FanDuel Inc. and DraftKings Inc. have agreed to merge after months of speculation, creating a company that would control more than 90 percent of the turbulent daily fantasy sports industry.

FanDuel Inc. and DraftKings Inc. have agreed to merge after months of speculation, creating a company that would control more than 90 percent of the turbulent daily fantasy sports industry.

The deal raises potential antitrust concerns, and federal regulators will need to clear any tie-up. For customers, little will change until the merger closes, which could take more than a year. The valuation of the combined entity wasn't disclosed.

DraftKings cofounder Jason Robins, who would be CEO of the new entity, and FanDuel cofounder Nigel Eccles, who will chair its board, described the agreement as a merger of equals. "It's that simple," Robins said during a joint interview Friday.

Investors have been encouraging a marriage for months, as Bloomberg News reported in June. With almost identical games - players assemble rosters made up of real-life athletes, then win (or lose) based on actual on-field performance - the companies have spent hundreds of millions of dollars competing with each other, first to attract players, then to fight legal battles.

"Shareholders have been incredibly supportive," Eccles said. "They've seen the benefits of the deal for a long time."

Both companies will explore raising money as separate entities and then as a combined unit, they said.

Neither company has ever been profitable on its own, even during a 2015 boom, but at that peak, each company was valued at more than $1 billion. Investors in DraftKings include Madison Square Garden Co. and the Kraft Group, which owns the New England Patriots. FanDuel is backed by KKR & Co. and Time Warner Inc., among others.

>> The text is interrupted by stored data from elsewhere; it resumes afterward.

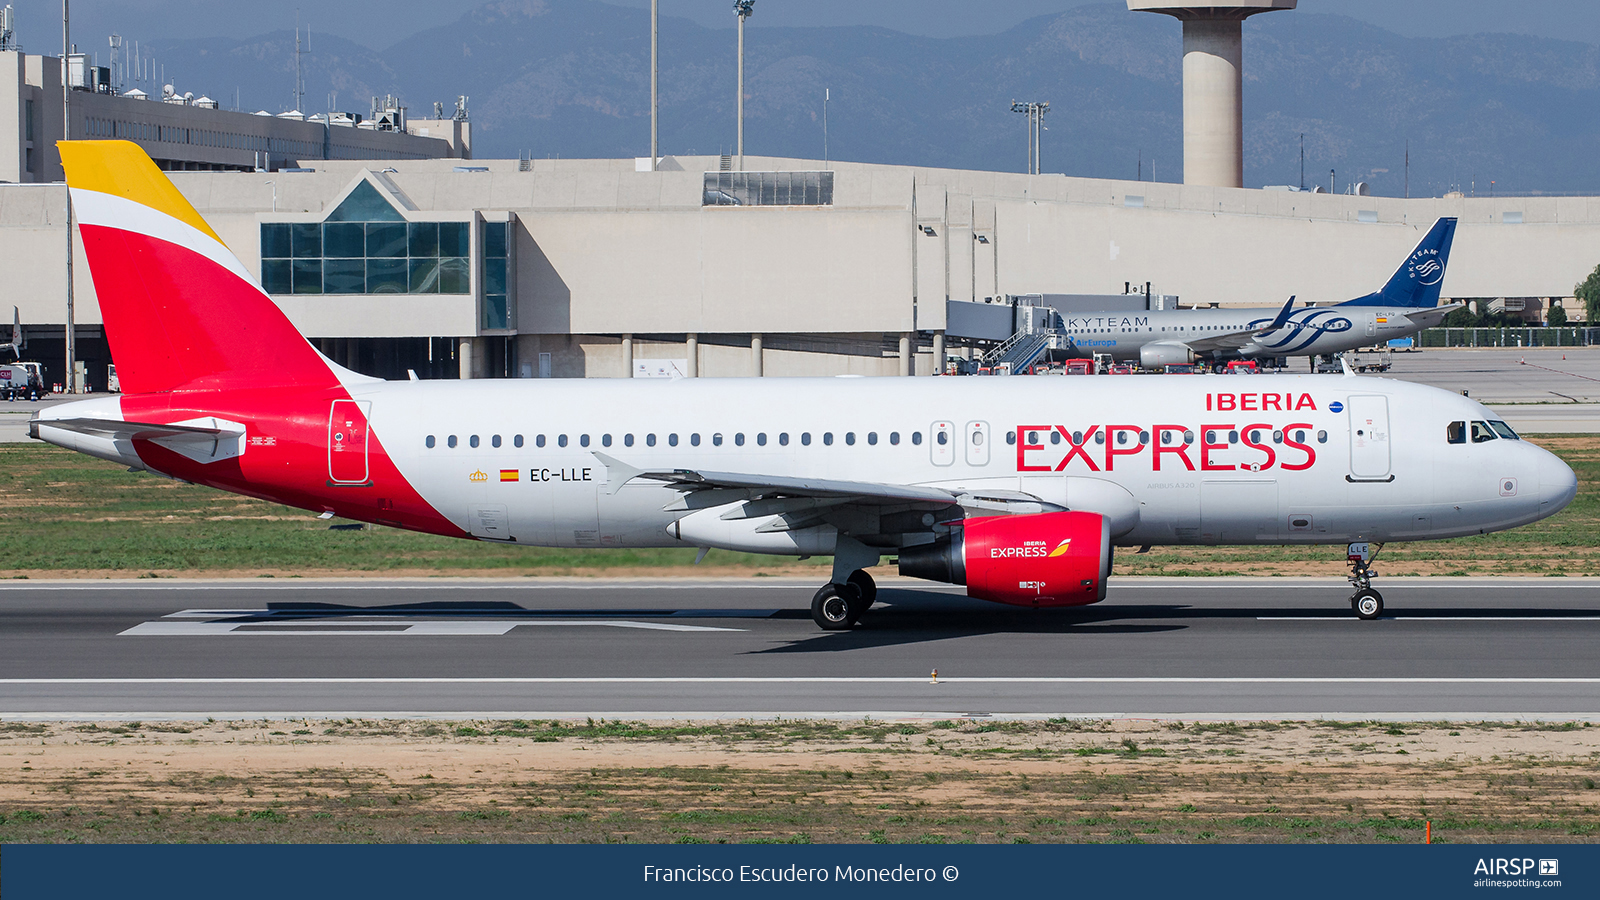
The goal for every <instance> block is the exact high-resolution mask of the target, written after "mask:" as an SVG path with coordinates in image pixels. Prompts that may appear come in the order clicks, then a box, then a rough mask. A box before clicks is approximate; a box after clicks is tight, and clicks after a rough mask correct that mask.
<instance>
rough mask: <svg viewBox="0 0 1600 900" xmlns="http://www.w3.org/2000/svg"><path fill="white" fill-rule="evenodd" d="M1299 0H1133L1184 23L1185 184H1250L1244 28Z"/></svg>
mask: <svg viewBox="0 0 1600 900" xmlns="http://www.w3.org/2000/svg"><path fill="white" fill-rule="evenodd" d="M1294 2H1296V0H1213V2H1211V3H1203V0H1202V3H1203V5H1200V3H1194V2H1192V0H1189V2H1186V0H1128V8H1130V10H1136V11H1142V13H1165V14H1168V16H1173V18H1176V19H1179V21H1181V22H1182V24H1184V184H1208V186H1213V187H1243V186H1245V117H1243V107H1242V106H1240V88H1242V83H1240V74H1242V62H1240V58H1242V50H1240V45H1242V30H1243V22H1245V19H1248V18H1250V16H1254V14H1256V13H1270V11H1274V10H1293V8H1294Z"/></svg>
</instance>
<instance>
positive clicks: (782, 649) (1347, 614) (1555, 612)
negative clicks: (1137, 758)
mask: <svg viewBox="0 0 1600 900" xmlns="http://www.w3.org/2000/svg"><path fill="white" fill-rule="evenodd" d="M1392 615H1403V617H1405V618H1408V620H1429V618H1440V620H1467V621H1466V623H1470V620H1474V618H1483V620H1486V621H1493V623H1496V625H1501V623H1504V620H1507V618H1528V620H1531V621H1539V620H1549V618H1573V620H1589V618H1594V612H1592V610H1574V609H1528V607H1467V609H1459V607H1451V609H1438V607H1430V609H1405V610H1392ZM806 618H810V615H806ZM1262 618H1266V620H1274V618H1277V620H1331V621H1349V623H1350V626H1352V628H1363V626H1368V628H1382V626H1384V621H1382V620H1379V621H1376V623H1360V621H1357V620H1355V617H1354V613H1352V612H1350V610H1347V609H1344V607H1342V604H1341V602H1339V599H1338V597H1334V602H1333V604H1330V605H1328V607H1310V609H1307V607H1261V605H1250V607H1221V609H1218V607H1194V605H1189V604H1139V605H1133V604H1117V602H1102V604H1094V605H1086V607H1054V609H1027V607H1010V605H998V604H989V602H984V601H973V599H968V597H962V596H955V594H949V593H933V591H915V589H909V591H907V589H888V588H885V589H880V591H878V605H874V607H872V610H870V612H867V615H866V617H862V620H861V623H859V625H858V626H856V628H854V629H853V631H829V633H822V631H819V633H814V634H808V636H805V637H800V639H797V641H792V642H789V644H786V645H781V647H770V649H765V650H752V653H814V652H824V653H826V652H840V650H859V649H870V647H888V645H898V644H918V642H925V641H942V639H950V637H970V636H986V634H1062V636H1072V634H1080V636H1104V634H1160V633H1173V631H1186V629H1189V628H1192V626H1195V625H1200V623H1206V621H1222V623H1226V621H1250V623H1254V621H1258V620H1262Z"/></svg>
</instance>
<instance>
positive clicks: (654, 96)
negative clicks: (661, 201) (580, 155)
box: [650, 0, 661, 171]
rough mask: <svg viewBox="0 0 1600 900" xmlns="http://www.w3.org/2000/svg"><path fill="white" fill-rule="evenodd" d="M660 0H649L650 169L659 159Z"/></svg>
mask: <svg viewBox="0 0 1600 900" xmlns="http://www.w3.org/2000/svg"><path fill="white" fill-rule="evenodd" d="M659 40H661V0H650V171H656V160H658V159H661V152H659V146H658V143H656V138H658V135H659V131H658V122H659V120H658V114H659V110H661V91H659V72H661V54H659Z"/></svg>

By combining forces, a combined FanDuel-DraftKings will spend less on advertising, legal fees, and lobbying and more on development and innovation, easing the path to profitability, according to a statement.

"Our biggest frustration is that we can't do more, can't innovate more, can't deliver more product," Eccles said. He noted the company's August 2015 purchase of sports-analytics company numberFire, which hasn't yet been integrated into the FanDuel platform.

While the combined company may have an outsize share of the daily fantasy industry, the executives identified as their main competition Walt Disney Co.'s ESPN and Yahoo! Inc., which offer fantasy sports games and much more.

Investment in the new company and the industry as a whole depends in part on the changing regulatory landscape. Robins said the new unit will continue to focus solely on fantasy games, leaving betting on sports - should it be legalized across the United States - to other companies.

The daily fantasy sports industry was upended midway through the 2015 NFL season by questions about a DraftKings employee who may have used inside information to win money on FanDuel. Regulators in several states followed by questioning the games' legality. New York Attorney General Eric Schneiderman, for example, called it gambling and briefly banned both companies from operating in the state.

Fighting those challenges has been costly. By some estimates, the companies have each lost about half their peak value. In February, 21st Century Fox wrote down its $160 million investment in DraftKings by about 60 percent. The legal battles forced Robins and Eccles, whose relationship has been rocky, to mend fences.

"It forced us to get to know each other, to collaborate," Robins said. "We realized we had a shared vision."